Inspiration

The team has worked in restaurants for years and noticed day after day a large amount of food ended up in the garbage daily. The more we learned about food waste and its negative effects on the planet, water, land usage, and biodiversity we knew something had to be done.

What it does

We offer machine-learning-based food ordering suggestions for restaurants on how much food to order to reduce food waste. We have developed a progressive web application that breaks down menus, tracks inventory, and predicts future food consumption. More specifically we use a recurrent neural network that inputs past sales, weather data like temperature, wind speed, snow, rain, and sunlight hours, and COVID-19 statistics like the number of cases per day and rate of infection to understand the relationship between these factors and future food consumption to predict future sales.

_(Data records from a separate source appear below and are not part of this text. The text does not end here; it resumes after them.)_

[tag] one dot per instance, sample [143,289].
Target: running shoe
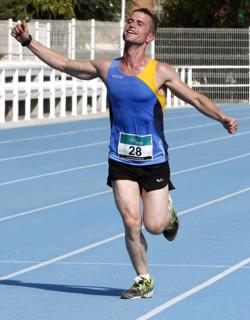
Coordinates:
[142,288]
[172,228]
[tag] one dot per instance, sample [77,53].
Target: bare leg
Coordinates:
[155,215]
[127,197]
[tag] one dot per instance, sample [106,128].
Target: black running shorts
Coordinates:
[150,178]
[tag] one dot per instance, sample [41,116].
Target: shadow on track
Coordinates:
[88,290]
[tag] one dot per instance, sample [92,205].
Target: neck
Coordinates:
[134,56]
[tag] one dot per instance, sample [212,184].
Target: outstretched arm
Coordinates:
[200,102]
[85,70]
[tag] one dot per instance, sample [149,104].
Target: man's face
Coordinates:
[138,29]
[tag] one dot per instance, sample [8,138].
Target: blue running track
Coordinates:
[62,252]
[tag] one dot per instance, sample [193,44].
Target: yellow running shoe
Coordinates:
[172,228]
[142,288]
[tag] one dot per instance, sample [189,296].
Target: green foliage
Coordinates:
[102,10]
[15,9]
[49,9]
[206,13]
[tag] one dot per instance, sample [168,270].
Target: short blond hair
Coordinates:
[150,14]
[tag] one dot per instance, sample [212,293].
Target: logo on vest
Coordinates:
[117,76]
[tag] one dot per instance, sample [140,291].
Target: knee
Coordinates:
[131,223]
[154,227]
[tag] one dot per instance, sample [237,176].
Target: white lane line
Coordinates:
[54,205]
[166,118]
[208,203]
[210,124]
[29,155]
[96,244]
[88,166]
[54,135]
[65,256]
[208,141]
[194,290]
[44,175]
[210,164]
[59,134]
[124,264]
[105,142]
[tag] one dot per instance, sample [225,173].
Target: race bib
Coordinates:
[134,147]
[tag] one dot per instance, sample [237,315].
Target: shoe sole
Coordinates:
[146,295]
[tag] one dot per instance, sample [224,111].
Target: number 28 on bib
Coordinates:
[139,148]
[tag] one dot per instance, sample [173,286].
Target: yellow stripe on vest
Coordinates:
[148,77]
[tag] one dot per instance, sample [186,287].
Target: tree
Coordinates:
[50,9]
[103,10]
[15,9]
[209,13]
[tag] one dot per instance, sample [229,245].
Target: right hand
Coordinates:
[20,32]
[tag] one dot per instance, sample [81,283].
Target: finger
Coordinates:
[25,26]
[19,28]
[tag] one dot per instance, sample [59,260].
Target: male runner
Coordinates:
[138,152]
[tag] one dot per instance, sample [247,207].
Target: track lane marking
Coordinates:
[114,237]
[30,155]
[47,174]
[194,290]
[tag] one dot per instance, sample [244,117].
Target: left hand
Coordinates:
[230,124]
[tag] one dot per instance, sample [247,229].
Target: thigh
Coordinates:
[127,197]
[155,208]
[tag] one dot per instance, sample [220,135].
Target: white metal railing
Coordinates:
[34,90]
[222,84]
[38,87]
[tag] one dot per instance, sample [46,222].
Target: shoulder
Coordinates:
[102,66]
[164,69]
[165,72]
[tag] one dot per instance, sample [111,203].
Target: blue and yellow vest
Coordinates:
[136,116]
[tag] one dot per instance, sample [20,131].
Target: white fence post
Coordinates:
[48,36]
[103,98]
[92,46]
[15,96]
[84,98]
[2,96]
[121,37]
[189,77]
[52,99]
[10,40]
[152,49]
[73,38]
[63,96]
[40,94]
[37,33]
[249,64]
[27,115]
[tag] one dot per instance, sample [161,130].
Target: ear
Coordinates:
[150,38]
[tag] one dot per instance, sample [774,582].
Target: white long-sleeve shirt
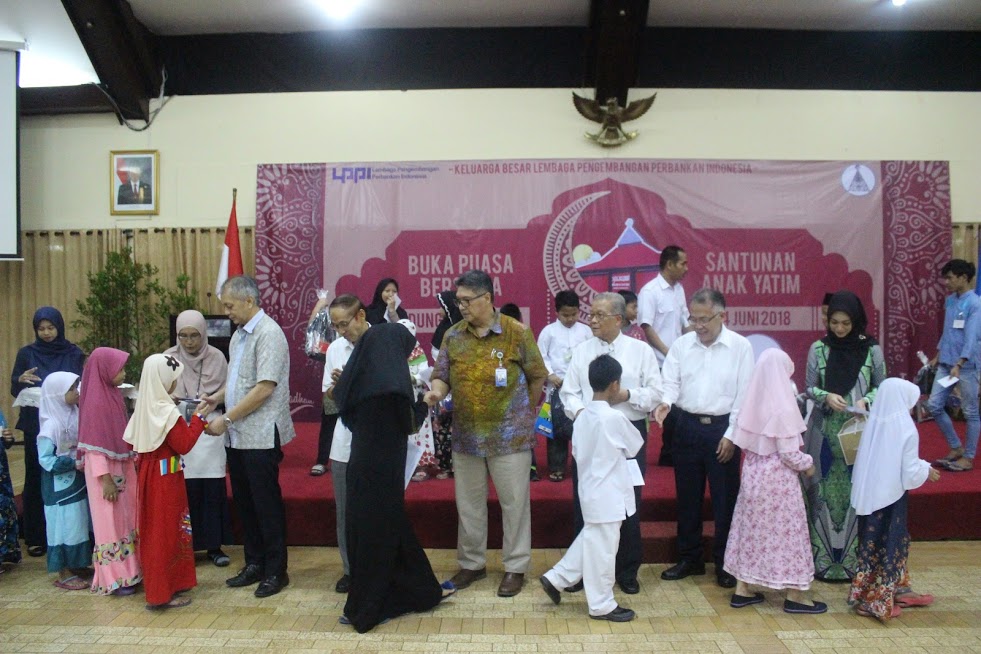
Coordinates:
[556,343]
[602,441]
[708,380]
[640,376]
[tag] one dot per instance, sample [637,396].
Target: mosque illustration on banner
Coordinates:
[627,266]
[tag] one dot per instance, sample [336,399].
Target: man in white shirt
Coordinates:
[556,343]
[705,375]
[603,441]
[347,315]
[663,315]
[640,392]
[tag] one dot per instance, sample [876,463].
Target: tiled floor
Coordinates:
[691,615]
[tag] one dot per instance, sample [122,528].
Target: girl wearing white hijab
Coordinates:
[886,467]
[160,435]
[66,506]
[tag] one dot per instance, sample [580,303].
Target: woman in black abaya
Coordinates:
[390,573]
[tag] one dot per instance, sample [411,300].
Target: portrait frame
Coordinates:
[134,182]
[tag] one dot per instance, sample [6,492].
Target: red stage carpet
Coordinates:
[948,509]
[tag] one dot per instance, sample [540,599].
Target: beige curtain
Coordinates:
[56,263]
[965,240]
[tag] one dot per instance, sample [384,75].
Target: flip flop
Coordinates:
[72,583]
[909,600]
[448,589]
[175,603]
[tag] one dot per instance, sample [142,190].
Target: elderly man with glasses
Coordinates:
[640,392]
[705,375]
[496,373]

Once we predict future sales, we suggest how much of each raw ingredient the restaurant should order in the upcoming days. If the restaurant agrees with our suggestion, they can approve the order and we will automatically send out the order to all of their distributors.

How I built it

We input 9 months of sales data, from a local juice bar in Iceland called Lemon. We also input mean temperature, max wind speed, day of the week, snow depth, precipitation, sunlight hours, day of the week, and the number of COVID-19 cases in Iceland. The weather data was retrieved from https://www.vedur.is/ and the data about COVID-19 in Iceland was retrieved from https://www.covid.is/tolulegar-upplysingar. A recurrent neural network was trained using Tensor flow for Python on all but three days of the given data, the last three days were used as validation to evaluate the accuracy of our models.

Challenges I ran into

We had a lot of discussion about how to account for COVID-19 and the effect it has on restaurants. Worldwide we know restaurants have been going out of business due to the pandemic. We know for our solution to be helpful we have to reduce operational costs while accounting for how the pandemic affects restaurant sales. We noticed that on the Icelandic website the COVID-19 statistics could be downloaded as CSV files which is a compatible format for our models. Another challenge we ran into was processing so much data. Just cleaning and pre-processing the data before the algorithm was trained took a very long time, and at one point, we had to stop running the program because the computer was so loud!

Accomplishments that I'm proud of

We asked the restaurant to provide us with data about how much food they actually purchased. They told us how much food they ordered for a week in January, we compared how much food we would have suggested to what they ordered, and actual sales. We found we could have reduced around 2.000 kilos of food waste in one month. Ultimately we decided to run the model we submitted from February because that is when COVID-19 began to affect Iceland. As we are in the midst of another wave of the pandemic, it is evident we need to adapt our solution to work even while the influence of the Corona virus fluctuates and persists.

What I learned

To be flexible and ask for help. During this weekend some things didn't go to plan and we would have to try something again and make some tweaks. We were also connected with an amazing network that took the time to answer technical questions and read over iterations of our pitch.

What's next for GreenBytes

Our next steps are to further analyze our algorithms, conduct LCA analyses, and run full-service tests in restaurants. We would like to involve University students so we can produce better results and encourage people with strong technical backgrounds to pursue green tech and implement solutions for the planet.